A moment ago hundreds of faces were smiling, hundreds of eyes were bright, hundreds of cheeks were flushed. Now there is not a single smile or a trace of brightness, or a bit of color on a face in the valley. Such is the woful change wrought in every household, as the successive reports of the heavily-charged pieces sound through the village, and penetrate to the farthest outlying farmhouse. The first shot may well be an accident, the second may possibly be, but as the third inexorably follows, husbands and wives, brothers and sisters, parents and sons, look at each other with blanched faces, and instantly a hundred scenes of quiet preparation for meeting, are transformed into the confusion of a very different kind of preparation. Catechisms are dropped for muskets, and Bibles fall unnoticed under foot, as men spring for their haversacks and powder-horns. For those three guns summon the minute men to be on the march for Bennington. All the afternoon before, the roar of cannon has faintly sounded from the northward, and the people knew that Stark was meeting Baum and his Hessians, on the Hoosac. One detachment of Stockbridge men is already with him. Does this new summons mean disaster? Has the dreaded foe made good his boasted invincibility? No one knows, not even the exhausted messenger, for he was sent off by Stark, while yet the issue of yesterday's battle trembled in the balance.
“It's kinder suddin. I wuz in hopes the boys wouldn' hev to go, bein as they wuz a fightin yisdy,” quavered old Elnathan Hamlin, as he trotted about, helplessly trying to help, and only hindering Mrs. Hamlin, as with white face, but deft hands, and quick eyes, she was getting her two boys ready, filling their haversacks, sewing a button here, tightening a buckle there, and looking to everything.
“Ye must tak keer o' Reub, Perez. He ain't so rugged 'zye be. By rights, he orter ha stayed to hum.”
“Oh, I'm as stout as Perez. I can wrastle him. Don't fret about me,” said Reuben, with attempted gayety, though his boyish lip quivered as he looked at his mother's face, noting how she did not meet his eye, lest she should lose her self-control, and not be able to do anything more.
“I'll look after the boy, never fear,” said Perez, slapping his brother on the back. “I'll fetch him back a General, as big a man as Squire Woodbridge.”
“I dunno what 'n time I shall dew 'bout gittin in the crops,” whimpered Elnathan. “I can't dew it 'lone, nohow. Seems though my rheumatiz wuz wuss 'n ever, this las' spell o' weather.”
“There goes Abner Rathbun, and George Fennell,” cried Perez. “Time we were off. Good-bye mother. There! There! Don't you cry, mother. We'll be back all right. Got your gun, Reub? Good-bye father. Come on,” and the boys were off.
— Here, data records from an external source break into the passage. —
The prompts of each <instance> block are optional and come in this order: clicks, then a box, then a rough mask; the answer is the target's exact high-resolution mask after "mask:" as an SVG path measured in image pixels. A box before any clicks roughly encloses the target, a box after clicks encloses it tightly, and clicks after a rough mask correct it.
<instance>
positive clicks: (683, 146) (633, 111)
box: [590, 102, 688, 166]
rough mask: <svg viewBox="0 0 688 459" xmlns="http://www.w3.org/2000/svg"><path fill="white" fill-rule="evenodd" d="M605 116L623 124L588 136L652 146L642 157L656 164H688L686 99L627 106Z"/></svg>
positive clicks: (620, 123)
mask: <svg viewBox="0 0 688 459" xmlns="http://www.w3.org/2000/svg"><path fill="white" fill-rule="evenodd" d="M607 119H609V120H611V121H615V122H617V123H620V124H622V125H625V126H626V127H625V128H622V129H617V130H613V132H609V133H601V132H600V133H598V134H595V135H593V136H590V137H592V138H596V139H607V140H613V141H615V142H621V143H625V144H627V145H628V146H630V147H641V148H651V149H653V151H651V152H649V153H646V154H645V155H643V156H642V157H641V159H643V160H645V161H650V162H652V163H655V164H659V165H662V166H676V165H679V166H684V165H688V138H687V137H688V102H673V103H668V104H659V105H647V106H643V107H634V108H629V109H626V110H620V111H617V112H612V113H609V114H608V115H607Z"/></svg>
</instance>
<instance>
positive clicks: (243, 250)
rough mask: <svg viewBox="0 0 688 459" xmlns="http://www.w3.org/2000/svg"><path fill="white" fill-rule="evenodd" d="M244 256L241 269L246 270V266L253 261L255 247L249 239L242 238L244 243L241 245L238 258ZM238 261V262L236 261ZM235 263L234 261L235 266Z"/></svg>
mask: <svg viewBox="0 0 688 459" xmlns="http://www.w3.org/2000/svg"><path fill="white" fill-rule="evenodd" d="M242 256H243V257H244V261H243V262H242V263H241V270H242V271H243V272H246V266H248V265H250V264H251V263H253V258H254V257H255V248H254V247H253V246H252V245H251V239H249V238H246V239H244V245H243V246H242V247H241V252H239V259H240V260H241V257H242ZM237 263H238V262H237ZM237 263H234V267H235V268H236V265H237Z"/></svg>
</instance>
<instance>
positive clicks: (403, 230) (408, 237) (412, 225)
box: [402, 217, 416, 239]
In seeming sympathy with the sudden grief that has fallen on the village, the bright promise of the morning has given place in the last hour to one of those sudden rain storms to which a mountainous region is always liable, and a cold drizzle is now falling. But that does not hinder every one who has friends among the departing soldiers, or sympathy with the cause represented, from gathering on the green to witness the muster and march of the men. All the leading men and the officials of the town and parish are there, including the two Indian selectmen, Johannes Metoxin and Joseph Sauquesquot. Squire Edwards, Deacon Nash, Squire Williams and Captain Josiah Jones, brother-in-law of Squire Woodbridge, are going about among the tearful groups, of one of which each soldier is a centre, reassuring and encouraging both those who go, and those who stay, the ones with the promise that their wives and children and parents shall be looked after and cared for, the others with confident talk of victory and speedy reunions.
Squire Edwards tells Elnathan, who with Mrs. Hamlin has come down to the green, that he needn't fret about the mortgage on his house, and Deacon Nash tells him that he'll see that his crops are saved, and George Fennell, who, with his wife and daughter, stands by, is assured by the Squire, that they shall have what they want from the store. There is not a plough-boy among the minute men who is not honored today with a cordial word or two, or at least a smile, from the magnates who never before have recognized his existence.
And proud in her tears, to-day, is the girl who has a sweetheart among the soldiers. Shy girls, who for fear of being laughed at, have kept a secret of their inclinations, now grown suddenly bold, cry, as they talk with their lovers, and refuse not the parting kiss. Desire Edwards, the Squire's daughter, as she moves among the groups, and sees these things, is stirred with envy and thinks she would give anything if she, too, had a sweetheart to bid good-bye to. But she is only fifteen, and Squire Edwards' daughter, moreover, to whom no rustic swain dares pretend. Then she bethinks herself that one has timidly, enough, so pretended. She knows that Elnathan Hamlin's son, Perez, is dreadfully in love with her. He is better bred than the other boys, but after all he is only a farmer's son, and while pleased with his conquest as a testimony to her immature charms, she has looked down upon him as quite an inferior order of being to herself. But just now he appears to her in the desirable light of somebody to bid good-bye to, to the end that she may be on a par with the other girls whom she so envies. So she looks about for Perez.